Ainsi, cette étude a permis aux auteurs de confirmer les travaux de Ramus (1999a) qui ont consisté à simuler la classification des langues par rapport à leur appartenance à un type accentuel et au travers d’une analyse discriminante. L’analyse discriminante a été effectuée sur des mesures concernant la segmentation des voyelles et des consonnes présentes dans huit langues. Ces mesures suggèrent que les types rythmiques reflètent des propriétés phonologiques spécifiques qui, par ailleurs, sont signalées par les propriétés phonético-acoustiques de la parole. Plusieurs classes de langues sont ainsi obtenues, qui correspondent à différents types rythmiques. Par la suite, les expériences perceptives menées auprès de nouveau-nés ont donc prouvé la réalité de ces classes linguistiques. Ainsi, il semble que les bébés réagissent de façon plus sensible lorsqu’ils écoutent deux stimuli issus de deux classes rythmiques différentes, que lorsqu’ils écoutent deux stimuli qui appartiennent à la même classe rythmique. Les réactions des nourrissons sont mesurées en termes de taux de succion enregistrés à la présentation de stimuli. Les changements significatifs dans les taux de succion sont liés aux réactions par rapports aux spécificités rythmiques des stimuli. Ainsi, une succession de stimuli issus de langues ayant le même type rythmique n’entraîne pas de réaction notable, alors que l’intervention d’un nouveau stimulus témoignant d’un autre type rythmique est perçue par les bébés qui réagissent au travers de la modification des taux de succion. Ces résultats sont étayés par des études similaires mais faisant appel à des sujets adultes et utilisant un paradigme expérimental de recherche d’intrus.

Avec un test utilisant une méthode complémentaire, Navràtil (1998) vérifie l’importance de certains types d’informations phonotactiques et prosodiques présentes dans le signal. Sa méthode consiste à utiliser : 1. des échantillons en parole naturelle ; 2. des échantillons ou l’ordre des syllabes a été inversé et 3. des échantillons où seule l’information concernant la fréquence fondamentale et l’amplitude restait présente. Les résultats sont obtenus par le biais d’une expérience perceptive faisant appel à 84 auditeurs adultes appartenant à douze populations différentes. Les sujets ont écouté des échantillons en anglais, en français, en allemand, en japonais et en mandarin. Ces résultats ont montré que l’information phonotactique et acoustique était plus importante que l’information prosodique. L’information lexicale est également à prendre en compte. Néanmoins, l’information prosodique semble jouer un rôle plus important pour les langues dites ’de frontière’ du point de vue rythmique, telles que le français ou le mandarin, comparé à celui des autres langues.

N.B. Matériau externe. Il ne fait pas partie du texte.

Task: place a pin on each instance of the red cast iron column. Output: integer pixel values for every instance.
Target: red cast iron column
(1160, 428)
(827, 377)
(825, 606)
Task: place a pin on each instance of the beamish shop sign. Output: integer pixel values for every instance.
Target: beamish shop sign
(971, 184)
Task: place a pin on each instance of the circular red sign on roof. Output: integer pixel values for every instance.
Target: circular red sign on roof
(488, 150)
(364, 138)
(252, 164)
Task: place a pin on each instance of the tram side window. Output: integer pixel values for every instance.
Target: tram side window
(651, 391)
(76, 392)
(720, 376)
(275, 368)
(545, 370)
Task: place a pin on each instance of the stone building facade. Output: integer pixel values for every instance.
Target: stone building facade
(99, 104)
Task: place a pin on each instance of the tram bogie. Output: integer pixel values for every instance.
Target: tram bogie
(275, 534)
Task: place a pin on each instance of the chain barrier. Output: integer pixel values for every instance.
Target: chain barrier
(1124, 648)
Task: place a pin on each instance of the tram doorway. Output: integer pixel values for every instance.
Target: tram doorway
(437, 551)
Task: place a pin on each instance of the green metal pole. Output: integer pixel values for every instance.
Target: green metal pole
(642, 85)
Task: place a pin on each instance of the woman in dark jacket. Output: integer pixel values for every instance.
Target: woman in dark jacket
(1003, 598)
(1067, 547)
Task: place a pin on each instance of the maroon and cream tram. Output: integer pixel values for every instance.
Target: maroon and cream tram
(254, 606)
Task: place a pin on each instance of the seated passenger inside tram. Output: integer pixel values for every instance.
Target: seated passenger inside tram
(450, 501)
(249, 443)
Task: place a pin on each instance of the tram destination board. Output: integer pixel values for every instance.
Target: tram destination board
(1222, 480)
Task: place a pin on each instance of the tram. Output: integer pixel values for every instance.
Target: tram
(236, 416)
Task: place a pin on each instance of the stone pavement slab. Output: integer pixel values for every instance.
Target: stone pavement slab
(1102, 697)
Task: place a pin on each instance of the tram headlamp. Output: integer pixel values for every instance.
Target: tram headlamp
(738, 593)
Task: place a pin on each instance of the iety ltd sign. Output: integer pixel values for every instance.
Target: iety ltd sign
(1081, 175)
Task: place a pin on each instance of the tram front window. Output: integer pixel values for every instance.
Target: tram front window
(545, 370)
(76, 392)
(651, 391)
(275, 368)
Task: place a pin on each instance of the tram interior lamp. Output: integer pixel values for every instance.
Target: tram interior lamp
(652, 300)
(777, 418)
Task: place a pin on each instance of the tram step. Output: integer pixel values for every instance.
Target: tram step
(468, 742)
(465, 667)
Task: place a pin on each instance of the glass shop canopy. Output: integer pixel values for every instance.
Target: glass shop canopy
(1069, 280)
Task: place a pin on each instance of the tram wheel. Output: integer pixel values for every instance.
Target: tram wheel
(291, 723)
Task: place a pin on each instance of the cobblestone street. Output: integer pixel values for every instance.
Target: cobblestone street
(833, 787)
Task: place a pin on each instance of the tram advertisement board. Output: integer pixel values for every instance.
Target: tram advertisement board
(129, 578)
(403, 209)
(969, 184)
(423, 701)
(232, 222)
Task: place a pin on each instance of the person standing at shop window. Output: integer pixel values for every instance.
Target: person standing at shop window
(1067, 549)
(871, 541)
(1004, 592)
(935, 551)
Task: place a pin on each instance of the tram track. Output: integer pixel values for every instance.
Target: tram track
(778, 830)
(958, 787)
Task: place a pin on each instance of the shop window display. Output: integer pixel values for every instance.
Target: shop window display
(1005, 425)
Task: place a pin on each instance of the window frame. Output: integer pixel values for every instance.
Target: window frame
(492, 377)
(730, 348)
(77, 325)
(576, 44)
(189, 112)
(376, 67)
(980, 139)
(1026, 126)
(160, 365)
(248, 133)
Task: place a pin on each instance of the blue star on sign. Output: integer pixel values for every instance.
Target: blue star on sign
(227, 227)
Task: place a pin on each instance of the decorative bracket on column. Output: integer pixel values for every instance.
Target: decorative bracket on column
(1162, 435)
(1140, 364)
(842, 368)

D’autres travaux prouvent qu’une information supra-segmentale beaucoup moins saillante peut fournir suffisamment d’indices pour permettre une reconnaissance ou une discrimination linguistique. Deux études nous paraissent pertinentes de ce point de vue.

Ainsi, Mori & al. (1999) ont étudié le rôle de l’information prosodique dans l’identification des langues en utilisant des résiduels LPC en tant que stimuli auditifs. Ils ont été obtenus d’après une méthode (LPC) qui divise l’information acoustique en information de type ’source’ (appelée aussi des résiduels) et en information de type ’filtre’ (appelée aussi des ’coefficients LPC’). D’une manière générale, les coefficients correspondent à l’information segmentale, tandis que les résiduels correspondent à l’information supra-segmentale. Les auditeurs ont réussi à identifier des mots grâce aux résiduels, ce qui a autorisé Mori et ses collaborateurs à affirmer que les indices présents dans les résiduels (i.e., la présence ou l’absence des harmoniques, les variations temporelles d’intensité, entre autres) fournissent suffisamment d’informations pour permettre de différencier entre les catégories majeures de segments, i.e. voyelles et consonnes, ainsi qu’entre les modes d’articulation. Plus tard, Komatsu & al. (2000) ont repris l’expérience, mais dans un but différent de celui de l’identification des langues. Les résiduels, donc l’information supra-segmentale, ont été assez proéminents pour permettre la reconnaissance des consonnes du japonais aussi bien par des natifs de cette langue que par des non-natifs.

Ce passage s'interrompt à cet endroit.